Kevin Barry’s Beatlebone wins 2015 Goldsmiths Prize

Kevin Barry Pic: Goldsmiths

Kevin Barry Pic: Goldsmiths

The 2015 Goldsmiths Prize for fiction has been awarded to Kevin Barry’s Beatlebone, a novel which imagines John Lennon taking a course of screaming therapy on an island off the West Coast of Ireland.

Judges praised the work, set in 1978, for its “stunning lyric and cerebral intensity”.

The prize of £10,000 is intended to reward fiction that “that breaks the mould or opens up new possibilities for the novel form”. It was established in 2013 by Goldsmiths in association with the New Statesman magazine.

“I never have a plan”, Barry said of his writing process. “I just go into my shed and go slowly nuts and see what comes out.” Beatlebone is his second novel.

Goldsmiths Professor Josh Cohen, chair of the judging panel, said: “Intricately weaving and blurring fiction and life, Beatlebone embodies beautifully this prize’s spirit of creative risk. We’re proud to call it our winner.”
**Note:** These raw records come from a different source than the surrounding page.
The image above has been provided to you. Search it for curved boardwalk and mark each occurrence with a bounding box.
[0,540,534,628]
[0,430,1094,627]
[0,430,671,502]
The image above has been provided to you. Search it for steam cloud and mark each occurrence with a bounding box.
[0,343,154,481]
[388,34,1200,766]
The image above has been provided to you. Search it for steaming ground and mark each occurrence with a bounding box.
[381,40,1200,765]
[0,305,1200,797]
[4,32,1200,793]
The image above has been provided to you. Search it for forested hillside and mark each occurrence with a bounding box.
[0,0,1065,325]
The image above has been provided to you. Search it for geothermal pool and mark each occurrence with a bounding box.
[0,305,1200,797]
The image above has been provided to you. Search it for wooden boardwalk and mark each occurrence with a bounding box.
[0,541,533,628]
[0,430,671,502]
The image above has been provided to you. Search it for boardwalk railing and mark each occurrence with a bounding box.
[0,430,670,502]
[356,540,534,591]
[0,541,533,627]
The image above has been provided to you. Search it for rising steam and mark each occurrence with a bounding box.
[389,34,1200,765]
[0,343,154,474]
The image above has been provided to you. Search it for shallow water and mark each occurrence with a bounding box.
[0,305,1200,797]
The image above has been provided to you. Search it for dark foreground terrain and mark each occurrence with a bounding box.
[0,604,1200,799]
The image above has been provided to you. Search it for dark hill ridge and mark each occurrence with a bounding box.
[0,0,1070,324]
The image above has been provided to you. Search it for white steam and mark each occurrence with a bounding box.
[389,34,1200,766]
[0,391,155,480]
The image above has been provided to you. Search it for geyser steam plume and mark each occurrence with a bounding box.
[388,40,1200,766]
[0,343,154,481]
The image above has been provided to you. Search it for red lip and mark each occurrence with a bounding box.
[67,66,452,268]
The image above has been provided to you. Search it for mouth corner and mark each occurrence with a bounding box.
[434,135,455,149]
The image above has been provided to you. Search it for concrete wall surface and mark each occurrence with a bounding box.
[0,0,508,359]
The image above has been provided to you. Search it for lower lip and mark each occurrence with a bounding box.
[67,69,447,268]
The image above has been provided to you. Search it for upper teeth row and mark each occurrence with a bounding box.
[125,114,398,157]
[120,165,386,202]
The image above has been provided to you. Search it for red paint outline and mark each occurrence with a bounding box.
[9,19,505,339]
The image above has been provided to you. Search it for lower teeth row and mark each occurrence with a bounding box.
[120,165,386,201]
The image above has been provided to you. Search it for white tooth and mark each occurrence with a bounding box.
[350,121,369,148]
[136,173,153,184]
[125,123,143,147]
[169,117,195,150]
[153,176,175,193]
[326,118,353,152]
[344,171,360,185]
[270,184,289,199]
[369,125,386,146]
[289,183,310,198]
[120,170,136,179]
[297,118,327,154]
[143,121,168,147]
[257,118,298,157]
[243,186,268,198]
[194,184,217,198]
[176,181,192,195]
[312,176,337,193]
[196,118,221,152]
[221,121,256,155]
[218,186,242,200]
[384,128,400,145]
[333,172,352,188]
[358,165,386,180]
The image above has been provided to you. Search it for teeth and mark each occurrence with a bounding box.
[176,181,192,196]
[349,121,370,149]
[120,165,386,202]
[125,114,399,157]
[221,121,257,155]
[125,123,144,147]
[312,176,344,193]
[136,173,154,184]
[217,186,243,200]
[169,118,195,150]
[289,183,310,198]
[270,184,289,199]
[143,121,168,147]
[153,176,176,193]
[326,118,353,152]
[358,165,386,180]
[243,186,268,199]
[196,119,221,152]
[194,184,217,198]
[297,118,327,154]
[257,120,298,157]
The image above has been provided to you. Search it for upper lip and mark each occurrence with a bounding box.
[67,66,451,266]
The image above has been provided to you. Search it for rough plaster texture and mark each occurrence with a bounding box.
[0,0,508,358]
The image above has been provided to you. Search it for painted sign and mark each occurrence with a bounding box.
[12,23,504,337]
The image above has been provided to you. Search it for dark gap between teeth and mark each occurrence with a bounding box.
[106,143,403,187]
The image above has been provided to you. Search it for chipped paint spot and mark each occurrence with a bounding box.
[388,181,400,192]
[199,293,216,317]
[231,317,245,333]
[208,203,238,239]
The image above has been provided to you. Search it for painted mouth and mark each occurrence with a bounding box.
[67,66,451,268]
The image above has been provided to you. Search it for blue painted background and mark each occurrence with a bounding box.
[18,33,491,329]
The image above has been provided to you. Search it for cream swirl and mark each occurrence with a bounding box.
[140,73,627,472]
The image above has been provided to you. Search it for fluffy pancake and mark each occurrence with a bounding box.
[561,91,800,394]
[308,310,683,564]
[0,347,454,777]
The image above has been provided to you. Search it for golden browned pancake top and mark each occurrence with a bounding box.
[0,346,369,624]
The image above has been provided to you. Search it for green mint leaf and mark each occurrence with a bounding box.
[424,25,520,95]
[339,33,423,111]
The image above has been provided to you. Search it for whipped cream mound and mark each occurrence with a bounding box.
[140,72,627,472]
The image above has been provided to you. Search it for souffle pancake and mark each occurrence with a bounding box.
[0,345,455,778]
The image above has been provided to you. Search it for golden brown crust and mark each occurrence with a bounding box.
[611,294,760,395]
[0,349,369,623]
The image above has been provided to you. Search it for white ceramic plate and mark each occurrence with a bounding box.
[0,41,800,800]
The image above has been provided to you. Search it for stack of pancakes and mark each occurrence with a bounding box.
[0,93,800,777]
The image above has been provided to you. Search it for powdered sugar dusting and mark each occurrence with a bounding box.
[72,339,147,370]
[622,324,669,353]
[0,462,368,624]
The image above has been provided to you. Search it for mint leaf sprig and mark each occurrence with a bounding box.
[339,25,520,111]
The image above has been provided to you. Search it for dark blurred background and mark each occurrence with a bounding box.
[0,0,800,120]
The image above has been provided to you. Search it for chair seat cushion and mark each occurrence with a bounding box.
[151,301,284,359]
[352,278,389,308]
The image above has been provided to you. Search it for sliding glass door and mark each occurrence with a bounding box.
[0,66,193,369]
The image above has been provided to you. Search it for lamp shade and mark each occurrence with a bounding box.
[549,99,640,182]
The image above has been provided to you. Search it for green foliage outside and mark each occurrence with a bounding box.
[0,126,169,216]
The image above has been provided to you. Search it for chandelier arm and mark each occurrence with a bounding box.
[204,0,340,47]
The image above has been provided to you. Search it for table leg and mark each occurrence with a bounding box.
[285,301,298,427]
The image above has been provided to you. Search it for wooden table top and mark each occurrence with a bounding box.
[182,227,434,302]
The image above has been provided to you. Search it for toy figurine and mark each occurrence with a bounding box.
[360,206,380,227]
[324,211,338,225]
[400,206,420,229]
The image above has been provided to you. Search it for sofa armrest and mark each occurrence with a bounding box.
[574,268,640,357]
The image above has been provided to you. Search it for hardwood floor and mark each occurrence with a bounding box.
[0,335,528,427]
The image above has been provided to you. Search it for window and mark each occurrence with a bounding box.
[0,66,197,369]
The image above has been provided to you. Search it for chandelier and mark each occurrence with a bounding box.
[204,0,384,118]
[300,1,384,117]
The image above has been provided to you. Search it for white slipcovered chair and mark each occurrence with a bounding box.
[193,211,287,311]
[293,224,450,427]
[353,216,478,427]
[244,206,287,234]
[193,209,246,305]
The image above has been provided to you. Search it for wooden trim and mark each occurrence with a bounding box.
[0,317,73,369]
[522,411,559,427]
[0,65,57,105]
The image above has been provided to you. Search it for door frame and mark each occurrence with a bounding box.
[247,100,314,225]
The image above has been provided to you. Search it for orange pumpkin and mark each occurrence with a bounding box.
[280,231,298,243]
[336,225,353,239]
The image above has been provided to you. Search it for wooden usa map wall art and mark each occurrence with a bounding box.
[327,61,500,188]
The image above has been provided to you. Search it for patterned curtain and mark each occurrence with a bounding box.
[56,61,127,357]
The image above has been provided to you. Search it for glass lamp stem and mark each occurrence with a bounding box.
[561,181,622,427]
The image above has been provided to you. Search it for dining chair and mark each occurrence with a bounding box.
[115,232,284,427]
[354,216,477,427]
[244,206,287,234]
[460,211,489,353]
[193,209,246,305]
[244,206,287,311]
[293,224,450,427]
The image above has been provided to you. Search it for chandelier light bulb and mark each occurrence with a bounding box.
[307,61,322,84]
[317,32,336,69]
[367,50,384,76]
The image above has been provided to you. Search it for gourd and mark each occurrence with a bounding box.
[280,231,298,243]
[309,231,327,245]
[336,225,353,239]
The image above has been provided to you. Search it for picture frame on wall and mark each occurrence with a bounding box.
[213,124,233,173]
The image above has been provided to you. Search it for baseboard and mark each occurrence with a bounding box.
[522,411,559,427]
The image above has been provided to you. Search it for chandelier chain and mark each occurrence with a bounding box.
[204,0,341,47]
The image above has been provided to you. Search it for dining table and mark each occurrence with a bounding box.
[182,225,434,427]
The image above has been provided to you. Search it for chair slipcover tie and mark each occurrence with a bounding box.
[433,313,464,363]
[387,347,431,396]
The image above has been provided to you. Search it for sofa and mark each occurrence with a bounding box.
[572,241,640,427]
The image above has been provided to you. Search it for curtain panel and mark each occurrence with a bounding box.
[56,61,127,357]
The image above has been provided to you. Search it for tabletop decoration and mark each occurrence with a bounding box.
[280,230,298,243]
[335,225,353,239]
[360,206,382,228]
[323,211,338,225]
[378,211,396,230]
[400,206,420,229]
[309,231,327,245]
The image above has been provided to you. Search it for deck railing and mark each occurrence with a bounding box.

Barry was announced as the 2015 winner yesterday at a ceremony at Foyle’s Bookshop in London.

The all-male shortlist selected from 101 works submitted for the judge’s consideration also included Richard Beard for Acts of the Assassins, Tom McCarthy for Satin Island, Magnus Mills for The Field of the Cloth of Gold, Max Porter for Grief is the Thing With Feathers and Adam Thirlwell for Lurid & Cute.

Barry said it felt “really cool” to win the award, especially against competitors who write “truly amazing” books.

Last year Ali Smith took the prize for her dual narrative novel How to be Both, which went on to win the Costa Award and the Baileys Women’s Prize for Fiction. Smith said in September that the Goldsmiths Prize has already changed the book industry by leading publishers to take risks on works which are much more experimental.

Novels written in English by citizens of the UK or Republic of Ireland are eligible.

Professor Cohen was joined on the judging panel this year by Eimear McBride (who won the first Goldsmiths Prize for her novel A Girl is Half-formed Thing), author Jon McGregor, and lead New Statesman fiction reviewer Leo Robson.